Il s’agit d’un plan, annoncé par le Ministère de l’agriculture des États-Unis d’Amérique, de déverser 500 tonnes métriques de pistache, sous prétexte de soulager la faim et la malnutrition des enfants en Haïti, souligne la Papda, lors d’une conférence de presse donnée le 13 avril 2016, à laquelle a assisté l’agence en ligne AlterPresse.
Le don de pistache devrait être distribué à 140,000 enfants haïtiens scolarisés.

« Cette générosité entre guillemets est liée au fait qu’il y a une situation de surproduction de pistache aux États-Unis d’Amérique, qui en produisent annuellement plus de 4 millions de tonnes métriques. Les infrastructures de stockage sont débordées, les producteurs de pistache sont endettés. Quand ils confient leur production à l’Etat américain, ceci est considéré comme des versements sur l’ensemble de leurs redevances », explique le directeur exécutif de la Papda, Camille Chalmers.

« Le gouvernement américain profite, avec cynisme, de la vulnérabilité de la société haïtienne, frappée par 3 années consécutives de sécheresse, pour résoudre des problèmes internes de leur économie. En plus, il a l’outrecuidance de baptiser cela aide humanitaire », fustige une note de la Papda.

« Par quel raisonnement les experts de l’« U.S. Department of agriculture » (Usda), sont parvenus à la conclusion que cette aide humanitaire contribuerait à réduire la faim et la malnutrition en Haïti » ?, s’interroge-t-elle.
L’insécurité alimentaire est un problème structurel, qui est le résultat des politiques imposées à Haïti, depuis plusieurs décennies, et qui ont détruit une grande partie des capacités productives, en créant une grave situation de dépendance.

Seul un changement drastique d’orientation au niveau des politiques économiques et des programmes sectoriels d’investissement vers le secteur agricole pourrait renverser les tendances actuelles, estime la Papda.
Rappelant l’importance de la filière de production des arachides pour l’économie nationale, elle souligne combien l’arrivée de cette « aide alimentaire » sur le marché haïtien risque de provoquer une brutale chute des prix de vente au consommateur final.

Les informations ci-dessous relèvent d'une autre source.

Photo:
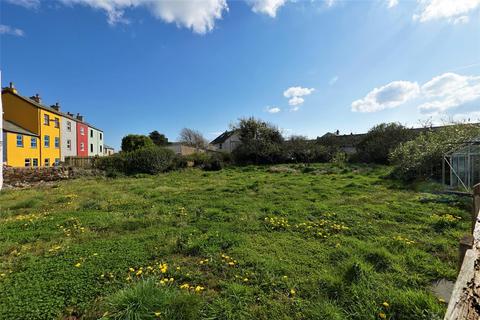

Cette situation est susceptible d’entraîner la faillite de plusieurs milliers de productrices et producteurs de manba (le nom local du beurre d’arachide) et de pistache grillée.

« Il s’agit d’une attaque sur cette filière de production, déguisée en aide alimentaire. Cette « offre » et cette « générosité » nous remettent en mémoire les douloureux épisodes de l’abattage des cochons créoles, au début des années 1980, et l’invasion du diri Miyami à partir des années 1986/1987 », rappelle la Papda.
Des programmes d’aide alimentaire seraient souvent mis en œuvre en Haïti pour venir en aide aux fermiers des États-Unis d’Amérique.

Malgré les affirmations contraires, un programme d’« essai » de bons alimentaires, dans le département de la Grande Anse (une partie du Sud-Ouest d’Haïti), avait incité près de 18,000 familles à consommer des denrées importées, au détriment de la production locale, avait révélé une enquête d’Ayiti Kale Je, en octobre 2013.

Il est temps que les autorités haïtiennes apprennent à refuser certaines catégories d’aide, qui ont clairement un caractère destructeur de l’économie haïtienne, poursuit la Papda.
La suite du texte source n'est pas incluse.